そこで、私たちが高校時代に化学の授業で学習した炎色反応を使い火の色を変えることができないか試みた。

 まずはじめとして炎色反応の仕組みは、物質を燃やしたとき原子に熱が加わることでそれによりエネルギーが高まり電子が外側に移動する。離れた電子はもとに戻ろうとしてその時にエネルギーとして光を放出して元の位置に戻る。これによって色が変わる。元素によって電子の離れる距離が変わるので、放出するエネルギーの波長が異なるため色に違いが出る。これが炎色反応の仕組みである。
そして使用する水溶液が沸騰したら以上のように色が変わりによって沸点が異なる。
これらのことから私たちはまず初めに炎色反応の実験キットを使って実際に色の違いが出ることを確認することができた。


図2 塩化ナトリウムの炎色反応


図3 ホウ酸の炎色反応


図4 塩化ストロンチウムの炎色反応

 しかしホウ酸の炎色反応以外どれも沸点が1000℃を超えてしまった。キャンプ用のガスバーナーで火炎旋風が出来ないか試みたが火炎旋風が発生することは無かった。そのうえ1000℃を超えるものを回転させるのは危険と判断し通常の火炎旋風とホウ酸を用いた火炎旋風、そこに新たに線香の煙を使って火炎旋風に見立てた竜巻を発生させたものを採用した。


図5 ホウ酸入りの火炎旋風の様子


図6 線香の煙を使って火炎旋風に見立てた竜巻が出来ている様子

 線香の実験を行っているときに私たちは一つの疑問が生まれた。
それは、通常の火炎旋風やホウ酸入り炎色反応の火炎旋風での場合轆轤(ろくろ)の回転する速度が遅いと火炎旋風の大きさが小さくなり勢いが弱くなり、逆に轆轤(ろくろ)の回転を速くすると火炎旋風の大きさが大きくなり勢いが強くなるのを確認することができた。

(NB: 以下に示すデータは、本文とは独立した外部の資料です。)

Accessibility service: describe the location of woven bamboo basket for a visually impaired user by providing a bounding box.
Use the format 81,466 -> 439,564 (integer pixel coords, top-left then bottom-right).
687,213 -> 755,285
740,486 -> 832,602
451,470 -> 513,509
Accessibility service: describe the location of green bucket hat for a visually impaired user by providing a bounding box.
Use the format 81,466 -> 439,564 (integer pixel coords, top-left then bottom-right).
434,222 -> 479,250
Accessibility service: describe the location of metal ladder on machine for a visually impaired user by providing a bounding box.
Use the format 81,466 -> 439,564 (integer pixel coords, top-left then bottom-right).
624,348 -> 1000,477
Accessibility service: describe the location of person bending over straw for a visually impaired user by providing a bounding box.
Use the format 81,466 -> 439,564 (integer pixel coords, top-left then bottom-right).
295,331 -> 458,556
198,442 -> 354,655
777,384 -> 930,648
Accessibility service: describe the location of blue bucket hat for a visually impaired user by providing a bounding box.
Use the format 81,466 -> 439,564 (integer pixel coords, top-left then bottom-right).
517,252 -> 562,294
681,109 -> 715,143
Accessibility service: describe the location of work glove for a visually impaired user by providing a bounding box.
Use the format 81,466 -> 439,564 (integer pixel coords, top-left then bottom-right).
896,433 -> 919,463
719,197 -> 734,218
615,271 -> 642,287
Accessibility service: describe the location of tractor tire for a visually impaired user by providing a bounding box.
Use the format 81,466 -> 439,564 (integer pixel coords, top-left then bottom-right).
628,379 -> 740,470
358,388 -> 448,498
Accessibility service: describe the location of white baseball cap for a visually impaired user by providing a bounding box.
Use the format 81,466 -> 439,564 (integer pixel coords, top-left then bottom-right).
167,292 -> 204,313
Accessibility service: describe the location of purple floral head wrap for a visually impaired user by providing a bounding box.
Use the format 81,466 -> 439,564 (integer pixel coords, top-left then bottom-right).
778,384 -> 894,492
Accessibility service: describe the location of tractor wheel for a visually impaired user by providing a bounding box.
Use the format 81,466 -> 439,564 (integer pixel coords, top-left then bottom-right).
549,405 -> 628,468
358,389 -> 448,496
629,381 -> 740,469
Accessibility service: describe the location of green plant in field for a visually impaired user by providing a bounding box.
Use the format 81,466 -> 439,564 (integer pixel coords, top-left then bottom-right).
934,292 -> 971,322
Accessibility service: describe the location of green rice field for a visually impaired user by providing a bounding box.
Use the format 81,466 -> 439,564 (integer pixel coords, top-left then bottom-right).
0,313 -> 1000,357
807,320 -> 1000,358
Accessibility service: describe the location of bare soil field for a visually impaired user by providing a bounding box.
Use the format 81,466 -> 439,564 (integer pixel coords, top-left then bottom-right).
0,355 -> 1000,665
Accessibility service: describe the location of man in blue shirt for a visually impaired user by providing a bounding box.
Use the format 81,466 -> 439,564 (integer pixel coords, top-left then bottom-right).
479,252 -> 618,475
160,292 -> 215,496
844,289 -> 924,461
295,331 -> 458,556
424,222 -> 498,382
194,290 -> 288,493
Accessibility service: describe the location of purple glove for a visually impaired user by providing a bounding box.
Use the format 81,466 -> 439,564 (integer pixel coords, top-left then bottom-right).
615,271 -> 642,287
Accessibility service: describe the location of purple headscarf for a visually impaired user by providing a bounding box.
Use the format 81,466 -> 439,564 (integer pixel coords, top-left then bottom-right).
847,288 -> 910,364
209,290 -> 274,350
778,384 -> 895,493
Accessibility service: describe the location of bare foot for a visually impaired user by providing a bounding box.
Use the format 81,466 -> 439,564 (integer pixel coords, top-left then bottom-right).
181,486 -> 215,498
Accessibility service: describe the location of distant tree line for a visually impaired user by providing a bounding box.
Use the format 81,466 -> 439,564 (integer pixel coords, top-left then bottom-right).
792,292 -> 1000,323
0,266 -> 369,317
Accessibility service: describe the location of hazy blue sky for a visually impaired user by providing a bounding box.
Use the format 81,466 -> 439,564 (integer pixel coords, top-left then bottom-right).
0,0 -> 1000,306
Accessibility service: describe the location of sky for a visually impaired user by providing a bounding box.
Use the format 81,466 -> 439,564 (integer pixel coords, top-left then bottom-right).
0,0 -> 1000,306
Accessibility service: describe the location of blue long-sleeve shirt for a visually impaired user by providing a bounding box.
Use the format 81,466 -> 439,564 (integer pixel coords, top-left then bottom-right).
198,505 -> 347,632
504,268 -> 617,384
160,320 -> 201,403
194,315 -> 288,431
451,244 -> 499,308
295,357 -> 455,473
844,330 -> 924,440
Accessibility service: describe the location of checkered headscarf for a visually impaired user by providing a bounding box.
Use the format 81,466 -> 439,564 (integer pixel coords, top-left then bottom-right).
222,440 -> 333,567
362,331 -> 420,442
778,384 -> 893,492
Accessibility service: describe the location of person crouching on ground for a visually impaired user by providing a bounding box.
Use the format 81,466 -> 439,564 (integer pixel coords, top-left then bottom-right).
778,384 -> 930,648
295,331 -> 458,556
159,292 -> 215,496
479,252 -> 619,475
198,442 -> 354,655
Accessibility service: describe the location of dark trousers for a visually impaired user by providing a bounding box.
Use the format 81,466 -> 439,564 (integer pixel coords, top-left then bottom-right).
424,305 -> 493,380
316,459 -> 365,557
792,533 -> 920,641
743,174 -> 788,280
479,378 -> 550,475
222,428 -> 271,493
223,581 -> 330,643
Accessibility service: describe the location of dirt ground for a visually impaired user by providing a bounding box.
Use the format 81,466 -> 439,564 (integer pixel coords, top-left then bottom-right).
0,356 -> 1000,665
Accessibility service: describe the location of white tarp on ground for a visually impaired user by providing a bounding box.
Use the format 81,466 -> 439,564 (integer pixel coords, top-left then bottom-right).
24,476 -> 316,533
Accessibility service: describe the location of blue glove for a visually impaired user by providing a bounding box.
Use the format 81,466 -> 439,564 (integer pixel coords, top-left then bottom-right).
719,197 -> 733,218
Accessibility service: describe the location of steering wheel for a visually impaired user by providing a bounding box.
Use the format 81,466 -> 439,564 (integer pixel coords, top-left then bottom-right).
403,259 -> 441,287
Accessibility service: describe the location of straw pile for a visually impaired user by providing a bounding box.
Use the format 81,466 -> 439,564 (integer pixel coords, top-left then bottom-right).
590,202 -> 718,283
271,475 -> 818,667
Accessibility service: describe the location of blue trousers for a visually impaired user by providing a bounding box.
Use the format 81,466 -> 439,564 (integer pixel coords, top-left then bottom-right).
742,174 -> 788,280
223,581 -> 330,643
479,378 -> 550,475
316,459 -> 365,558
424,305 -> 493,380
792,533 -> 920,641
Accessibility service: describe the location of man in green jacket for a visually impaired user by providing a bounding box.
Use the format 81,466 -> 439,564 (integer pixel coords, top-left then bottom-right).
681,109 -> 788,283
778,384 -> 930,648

 しかしながら煙の場合ではその逆で轆轤(ろくろ)の回転する速度を速くすると火炎旋風に見立てた竜巻が出来ず煙が外に逃げていった。轆轤(ろくろ)の回転する速度を遅くする、または速い速度から急ブレーキをかけると煙の渦が出来ているのを確認した。
だが私たちは、煙がなぜ炎と違って回転数が遅いと渦ができるのかについて理解することができなかった。

 そこで今回YouTube上でのオンデマンド方式ということで、「煙がなぜ炎と違って回転が遅いと渦ができるのか?」について視聴者さんに疑問を問いかけることにした。
そして学会の方から「上昇気流の強さが関係している」というアドバイスを受け取ることができた。
そして動画作成にあたり今回は例年と違ってYouTube上でのオンデマンド方式ということで、いままでと違った形となった。動画の構成を考えるうえで普段から我々がよく見るたくさんのYouTuberたちの動画を参考にしつつ、第三者が見ても飽きないようなアップテンポな音楽などをBGMに加えるなど工夫し動画作成に取り組んだ。

4.まとめ

 今回、私たちは、火炎旋風の作成にたどり着くまでにガスバーナーを用いて炎色反応を試したりするなど試行錯誤を繰り返した。そして何度も失敗を繰り返して今作品にたどりついた。この動画で少しでも流体工学に興味を示して欲しいと考えている。

5.最後に

 今回第19回流れの夢コンテストの参加するにあたって、協力してくれた研究室の仲間達、いつも研究室でお世話になっている熊谷先生に感謝したいと思います。そのおかげで一樹賞という光栄な賞を受け取ることができました。
そして、このような貴重な体験をさせてくださった日本機械学会にこの場をお借りして深くお礼を申し上げます。